Frustrated by the tedious, inefficient limited dilution cloning process? Find out how a single-clone isolation protocol can accelerate phenotypic characterization of your edited clones.

CRISPR genome editing workflow.

Recent advances in genome engineering technologies based on the CRISPR-Cas9 system enable opportunities for systemic interrogation of gene functions in mammalian cells. CRISPR-Cas9 genome editing tools can be used to introduce a change at a specific genomic location either to cause a frameshift for loss-of-function studies or to insert an exogenous sequence for gain-of-function studies.

Similar to other nuclease-driven mutagenesis methods that introduce nucleotide change in a site-specific manner, CRISPR-Cas9 editing in tissue culture results in a heterogeneous, polyclonal population in which the editing outcome may differ among individual cells. In some experimental settings, it may be necessary to generate an edited cell line containing a homogeneous genetic background to retain the desired genotype and to facilitate downstream phenotypic characterization.

Isolating individual clones from a pooled population

Multiple approaches have been developed for isolation of monoclonal cell lines, such as single-cell sorting, isolation with cloning cylinders, and limiting dilution [1–3]. Although these methods are well-established and widely used, they all have limitations. Fluorescence-activated cell sorting (FACS) requires a fluorescent reporter to be co-delivered and expressed, while cloning cylinders are used exclusively for adherent cells.

Limiting dilution requires a highly diluted cell suspension from which single cell-derived clones are isolated and further expanded. Unlike the other 2 approaches, limiting dilution does not require sophisticated instruments, other than standard pipetting tools. However, it is a laborious and time-consuming process with low throughput. This method also cannot be applied to cells that do not propagate from single clones. The probability of obtaining a single cell in an aliquot is of statistical nature, which makes this method inherently inefficient. Thus, while limiting dilution provides the most versatile approach, the experimental procedure requires optimization to increase the chance of successful single clone isolation.

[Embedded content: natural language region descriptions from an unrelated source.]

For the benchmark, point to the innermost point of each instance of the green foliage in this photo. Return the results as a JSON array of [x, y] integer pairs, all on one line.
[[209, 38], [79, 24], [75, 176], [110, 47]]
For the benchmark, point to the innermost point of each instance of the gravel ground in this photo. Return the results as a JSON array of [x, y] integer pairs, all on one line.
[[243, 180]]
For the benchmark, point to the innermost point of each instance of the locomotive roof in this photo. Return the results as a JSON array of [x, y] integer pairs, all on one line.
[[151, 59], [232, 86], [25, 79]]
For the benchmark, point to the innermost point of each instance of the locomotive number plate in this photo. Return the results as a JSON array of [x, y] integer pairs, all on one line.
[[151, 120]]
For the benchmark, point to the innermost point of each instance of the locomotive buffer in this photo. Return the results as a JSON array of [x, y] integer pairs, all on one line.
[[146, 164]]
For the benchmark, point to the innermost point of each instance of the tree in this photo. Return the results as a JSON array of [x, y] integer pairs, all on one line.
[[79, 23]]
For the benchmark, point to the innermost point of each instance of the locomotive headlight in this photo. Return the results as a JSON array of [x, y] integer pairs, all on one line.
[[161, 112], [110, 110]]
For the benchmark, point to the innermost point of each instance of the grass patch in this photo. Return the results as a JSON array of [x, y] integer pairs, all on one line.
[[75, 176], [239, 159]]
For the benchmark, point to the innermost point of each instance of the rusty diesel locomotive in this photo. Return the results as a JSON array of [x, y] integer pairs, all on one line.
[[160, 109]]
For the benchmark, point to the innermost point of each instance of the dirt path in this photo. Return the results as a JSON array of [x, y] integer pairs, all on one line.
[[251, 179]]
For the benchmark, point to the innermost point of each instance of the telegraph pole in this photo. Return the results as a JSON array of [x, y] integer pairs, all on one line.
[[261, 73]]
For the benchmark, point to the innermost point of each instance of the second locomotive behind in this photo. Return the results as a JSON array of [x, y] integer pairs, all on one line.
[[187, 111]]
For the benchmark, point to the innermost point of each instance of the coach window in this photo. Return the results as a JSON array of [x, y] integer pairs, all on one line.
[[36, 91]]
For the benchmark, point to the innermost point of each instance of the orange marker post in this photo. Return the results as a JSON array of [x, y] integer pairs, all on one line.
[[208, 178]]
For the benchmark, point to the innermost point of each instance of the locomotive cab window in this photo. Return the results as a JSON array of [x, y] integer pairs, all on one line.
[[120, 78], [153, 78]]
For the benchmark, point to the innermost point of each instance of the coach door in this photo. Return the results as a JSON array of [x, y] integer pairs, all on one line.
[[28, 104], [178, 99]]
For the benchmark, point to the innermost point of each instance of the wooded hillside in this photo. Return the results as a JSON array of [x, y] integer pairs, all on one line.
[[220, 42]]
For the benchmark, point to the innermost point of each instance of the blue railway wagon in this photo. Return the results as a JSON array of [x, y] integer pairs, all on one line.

Comparison of 3 limiting dilution cloning protocols

IDT scientists assessed 3 types of limiting-dilution cloning protocols and identified the array dilution method as that which provides the highest success rate combined with ease of use [4]. This method can be used to efficiently isolate a monoclonal cell line from a recently CRISPR-Cas9 engineered cell population, followed by clonal expansion to generate the desired cell line. A detailed, stepwise protocol optimized for adherent cells is provided in the Appendix below.

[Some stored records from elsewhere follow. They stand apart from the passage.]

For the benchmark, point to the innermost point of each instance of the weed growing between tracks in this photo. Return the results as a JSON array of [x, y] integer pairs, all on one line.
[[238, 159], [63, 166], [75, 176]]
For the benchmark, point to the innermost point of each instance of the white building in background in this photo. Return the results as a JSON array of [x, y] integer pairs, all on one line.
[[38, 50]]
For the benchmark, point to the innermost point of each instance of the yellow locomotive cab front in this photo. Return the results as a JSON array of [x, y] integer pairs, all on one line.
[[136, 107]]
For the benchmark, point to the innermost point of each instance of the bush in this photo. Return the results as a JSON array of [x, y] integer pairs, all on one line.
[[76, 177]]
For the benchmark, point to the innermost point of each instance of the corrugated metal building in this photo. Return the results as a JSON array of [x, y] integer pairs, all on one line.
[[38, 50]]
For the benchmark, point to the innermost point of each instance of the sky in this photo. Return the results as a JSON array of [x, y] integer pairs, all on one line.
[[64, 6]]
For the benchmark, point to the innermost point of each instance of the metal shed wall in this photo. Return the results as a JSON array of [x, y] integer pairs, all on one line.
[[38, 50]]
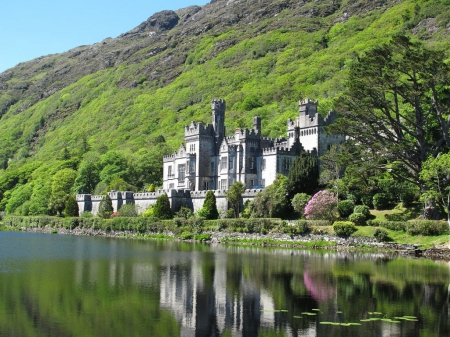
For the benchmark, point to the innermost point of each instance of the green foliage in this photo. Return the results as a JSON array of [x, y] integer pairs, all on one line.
[[71, 208], [272, 201], [303, 175], [105, 208], [358, 219], [362, 209], [209, 209], [162, 208], [299, 202], [234, 195], [344, 228], [345, 208], [380, 234], [380, 200], [426, 227], [128, 211]]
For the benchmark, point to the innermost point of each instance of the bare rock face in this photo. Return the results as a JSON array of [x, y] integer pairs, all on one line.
[[159, 22]]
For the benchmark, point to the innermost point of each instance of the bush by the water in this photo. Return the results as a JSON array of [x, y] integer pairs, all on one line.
[[345, 208], [362, 209], [344, 228], [380, 201], [358, 219], [380, 234]]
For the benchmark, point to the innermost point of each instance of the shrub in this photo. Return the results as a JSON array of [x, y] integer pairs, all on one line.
[[380, 201], [426, 227], [358, 219], [367, 200], [162, 208], [380, 234], [345, 208], [322, 206], [344, 228], [362, 209]]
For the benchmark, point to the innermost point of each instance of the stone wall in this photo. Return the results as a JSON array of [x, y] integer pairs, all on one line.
[[178, 198]]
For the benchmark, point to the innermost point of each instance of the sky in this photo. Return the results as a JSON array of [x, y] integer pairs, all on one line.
[[30, 28]]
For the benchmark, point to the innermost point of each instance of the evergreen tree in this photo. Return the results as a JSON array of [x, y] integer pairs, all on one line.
[[105, 208], [162, 209], [71, 207], [303, 176], [209, 210]]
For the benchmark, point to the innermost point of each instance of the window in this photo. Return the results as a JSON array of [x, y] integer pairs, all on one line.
[[224, 163], [251, 162], [223, 184], [192, 166], [181, 172]]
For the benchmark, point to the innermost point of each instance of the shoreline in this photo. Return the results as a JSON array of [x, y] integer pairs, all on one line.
[[307, 241]]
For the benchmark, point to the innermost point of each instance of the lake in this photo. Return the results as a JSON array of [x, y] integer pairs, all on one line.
[[58, 285]]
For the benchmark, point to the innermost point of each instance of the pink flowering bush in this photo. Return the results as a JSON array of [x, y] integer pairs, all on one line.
[[322, 206]]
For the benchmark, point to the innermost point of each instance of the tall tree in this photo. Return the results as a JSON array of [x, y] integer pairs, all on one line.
[[395, 107], [234, 195], [303, 175]]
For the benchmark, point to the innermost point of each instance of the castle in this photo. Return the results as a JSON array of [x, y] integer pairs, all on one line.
[[210, 160]]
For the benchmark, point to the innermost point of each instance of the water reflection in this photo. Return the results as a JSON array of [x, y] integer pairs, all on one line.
[[71, 286]]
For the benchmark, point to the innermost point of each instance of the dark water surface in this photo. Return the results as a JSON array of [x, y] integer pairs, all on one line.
[[55, 285]]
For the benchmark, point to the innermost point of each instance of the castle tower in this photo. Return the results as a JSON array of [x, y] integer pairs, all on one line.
[[257, 125], [218, 119]]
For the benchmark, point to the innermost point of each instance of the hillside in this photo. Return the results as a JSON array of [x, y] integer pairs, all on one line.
[[123, 94]]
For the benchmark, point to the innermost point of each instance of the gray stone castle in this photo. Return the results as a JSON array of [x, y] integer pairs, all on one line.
[[210, 160]]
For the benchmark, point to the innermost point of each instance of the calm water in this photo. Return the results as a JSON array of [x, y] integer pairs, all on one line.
[[55, 285]]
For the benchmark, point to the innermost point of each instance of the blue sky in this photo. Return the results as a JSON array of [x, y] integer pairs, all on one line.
[[30, 28]]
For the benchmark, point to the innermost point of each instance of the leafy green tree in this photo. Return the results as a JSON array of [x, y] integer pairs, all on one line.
[[299, 202], [105, 209], [272, 201], [71, 209], [88, 177], [436, 173], [234, 195], [162, 209], [303, 175], [19, 195], [61, 186], [395, 107], [209, 210]]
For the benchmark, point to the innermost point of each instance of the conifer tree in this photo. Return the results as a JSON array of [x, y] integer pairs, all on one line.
[[303, 176], [105, 208], [209, 210], [162, 209], [71, 207]]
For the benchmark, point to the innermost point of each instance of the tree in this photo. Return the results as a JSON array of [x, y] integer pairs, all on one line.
[[299, 202], [234, 195], [209, 209], [395, 107], [436, 173], [303, 175], [272, 201], [61, 186], [71, 208], [105, 209], [162, 209], [322, 206]]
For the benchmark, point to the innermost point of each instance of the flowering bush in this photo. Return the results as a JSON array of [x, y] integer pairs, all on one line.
[[322, 206]]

Low-density seeding method

The first limiting-dilution cloning method was performed using a diluted cell density as low as 0.5 cells per aliquot. This requires transferring 100 µL aliquots of a transfected cell suspension (5 cells/mL in complete growth medium) into each well of a 96-well plate. According to a Poisson distribution, seeding at an average of 0.5 cells/well ensures that at least some wells receive a single cell, while minimizing the likelihood that any well receives more than 1 cell. This method was widely adopted for clonal isolation of hybridomas, but its efficiency in our hands was unexpectedly low, possibly due to relatively low cell viability after transfection.

Serial dilution method

The second method we tested started with a much higher cell density. As shown in Figure 1, the wells in Column 1 received 100 µL of cell suspension at a density of 1000 cells/mL. Subsequently, 2-fold serial dilutions were made horizontally across the plate. Serial dilution avoids having to pipette very small volumes and is thus commonly used to prepare diluted analytes. The wells receiving the initial inoculum can be used to help focus the microscope when scanning the plate for individual cells, which can be difficult to find. Single clones are expected in Column 11 and adjacent columns. Compared to the low-density seeding method, in which the single clones are randomly distributed across the plate, this method saves the scanning labor by limiting the possible wells of interest to 3–4 columns instead of the entire 96-well plate. We also observed a discernible improvement in efficiency with this serial dilution method.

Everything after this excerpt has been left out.